# [SOLVED] Konfiguracja jądra GRUB + ext4 (sda3)

## Karmazyn

Witam!

Problem w tym, iż jądro widzi poprawnie dysk i rozpoznaje na nim 4 partycje (mam tylko podstawowe).

Partycja systemowa to /dev/sda3 i sformatowana na system plików ext4.

Jądro nie potrafi zamontować /

Bez przerwy krzyczy: "No filesystem could mount root tried: ble ble ble ext4"

Śmieszna jest też próba montowania partycji dla systemów plików jakie nie zostały wkompilowane do jądro   :Cool: 

Nie pomaga opcja w GRUBie rootfstype=ext4

W jądrze stanu czystego (make clean, make mrproper) dodałem następujące sterowniki:

- NVIDIA SATA Support (jak oznajmiłem poprawnie widzi dysk)

- Ext4 Filesystem (bez obsługi partycji typu ext2 ext3, na cholere)

Oczywiście wszystko wmontowane na stałe.

Próbowałem też z wywaloną opcją Generic ATA support (brak skutku).Last edited by Karmazyn on Sun Sep 23, 2012 5:07 pm; edited 1 time in total

----------

## SlashBeast

Uzyj initramfs do debugownia to, z https://github.com/slashbeast/better-initramfs/downloads mozesz pobrac gotowe binarne obrazy, najczesciej wystarczy rozpakowac, z-gzipowac initramfs.cpio i dodac do bootloadera.

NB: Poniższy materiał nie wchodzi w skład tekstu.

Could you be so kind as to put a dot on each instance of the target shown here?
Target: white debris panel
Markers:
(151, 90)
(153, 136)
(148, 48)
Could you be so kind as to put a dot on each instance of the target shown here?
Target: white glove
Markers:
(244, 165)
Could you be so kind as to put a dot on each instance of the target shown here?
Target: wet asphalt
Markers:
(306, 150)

Gdy podczas bootu poleci ten blad, sprawdz, czy z szela do ktorego dostep dostajesz widac /dev/sda*, czy mozesz to zamontowac, jak nie, sprawdz dmesg czy nie ma tam podanego powodu i tak dalej.

----------

## Karmazyn

Dobry pomysł  :Smile: 

Lecz...

Kernel wystartował i dostałem dostęp do shella.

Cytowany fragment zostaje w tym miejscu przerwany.